PT Bank Negara Indonesia (Persero) Tbk atau BNI menyediakan likuiditas uang tunai sebesar Rp 23,97 triliun untuk memenuhi kebutuhan transaksi masyarakat menjelang Idul Fitri 1447 Hijriah di seluruh Indonesia. Langkah antisipasi lonjakan penarikan tunai ini dilakukan untuk menghadapi puncak arus mudik Lebaran yang berlangsung pada 11ÔÇô24 Maret 2026, seperti dilansir dari Investortrust.
Alokasi dana tersebut dibagi menjadi dua bagian, yaitu sebesar Rp 16,64 triliun untuk pengisian Anjungan Tunai Mandiri (ATM) serta Cash Recycle Machine (CRM). Sementara itu, sisa dana sebesar Rp 7,33 triliun disiapkan guna memenuhi kebutuhan transaksi di outlet kantor cabang.
Kebutuhan uang tunai selama periode Ramadan dan Lebaran diperkirakan mencapai sekitar Rp 1,71 triliun per hari. Proyeksi tersebut disusun berdasarkan tren peningkatan aktivitas keuangan masyarakat, seperti pencairan tunjangan hari raya (THR), belanja kebutuhan hari raya, hingga persiapan mudik.

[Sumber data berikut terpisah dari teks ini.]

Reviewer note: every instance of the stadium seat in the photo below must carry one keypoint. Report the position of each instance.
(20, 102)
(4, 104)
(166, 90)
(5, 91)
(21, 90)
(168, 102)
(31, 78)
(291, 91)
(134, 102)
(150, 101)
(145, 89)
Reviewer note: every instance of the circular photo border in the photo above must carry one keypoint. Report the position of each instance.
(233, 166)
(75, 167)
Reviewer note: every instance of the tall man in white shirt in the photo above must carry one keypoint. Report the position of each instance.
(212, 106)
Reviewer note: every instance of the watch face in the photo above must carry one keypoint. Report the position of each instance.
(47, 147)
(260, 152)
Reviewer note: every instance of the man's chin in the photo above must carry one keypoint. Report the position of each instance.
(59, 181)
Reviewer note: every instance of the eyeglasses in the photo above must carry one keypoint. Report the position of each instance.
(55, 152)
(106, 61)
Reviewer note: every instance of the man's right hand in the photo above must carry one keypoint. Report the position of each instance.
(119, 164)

Penyediaan likuiditas ini telah disesuaikan oleh pihak manajemen dengan proyeksi peningkatan kebutuhan transaksi masyarakat.
"BNI memastikan kesiapan likuiditas dan jaringan layanan agar masyarakat dapat bertransaksi dengan aman dan nyaman selama periode Ramadan dan Idul Fitri," ujar Corporate Secretary BNI Okki Rushartomo dalam keterangan tertulis, Jumat (27/2/2026).

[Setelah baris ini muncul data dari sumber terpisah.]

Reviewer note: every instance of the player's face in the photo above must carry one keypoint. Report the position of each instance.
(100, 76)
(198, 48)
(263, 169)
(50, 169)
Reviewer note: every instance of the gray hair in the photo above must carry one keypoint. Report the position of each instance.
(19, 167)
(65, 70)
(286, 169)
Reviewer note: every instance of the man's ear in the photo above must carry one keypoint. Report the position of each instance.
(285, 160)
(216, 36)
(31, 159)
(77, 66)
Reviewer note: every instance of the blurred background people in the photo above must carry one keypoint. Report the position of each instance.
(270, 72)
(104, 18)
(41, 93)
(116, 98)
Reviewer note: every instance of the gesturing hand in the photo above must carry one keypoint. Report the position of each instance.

Layanan fisik perbankan akan didukung melalui pengoperasian terbatas sejumlah kantor cabang pada hari-hari libur Lebaran. BNI membuka 23 outlet kantor cabang pada 20 Maret 2026 dan 32 outlet kantor cabang pada 23 Maret 2026 dari pukul 10.00 hingga 12.00 waktu setempat.
Operasional terbatas tersebut melayani transaksi spesifik seperti setoran BBM Pertamina, Bulog, penerimaan negara, pemindahan dana antar rekening BNI, serta setoran dan penarikan tunai. Selain itu, BNI mengoptimalkan Layanan Gerak BNI (O-Branch) di jalur mudik, kawasan wisata, dan titik keramaian, serta mengandalkan lebih dari 217 ribu Agen46 di seluruh Indonesia.
Pada sektor digital, emiten perbankan ini mendorong penggunaan aplikasi wondr by BNI yang mencatat 12,7 juta nasabah hingga akhir Februari 2026. Aplikasi ini memfasilitasi transaksi transfer dana, pembayaran tagihan, pembelian kebutuhan, hingga pemantauan pengeluaran nasabah tanpa perlu ke kantor cabang.
Integrasi jaringan fisik dan digital terus dioptimalkan demi memastikan kelancaran akses perbankan masyarakat selama masa mudik.
"Kami berkomitmen menghadirkan layanan yang optimal melalui sinergi jaringan fisik dan digital agar kebutuhan perbankan nasabah selama periode mudik dan Idul Fitri tetap terpenuhi dengan baik," tutur Okki.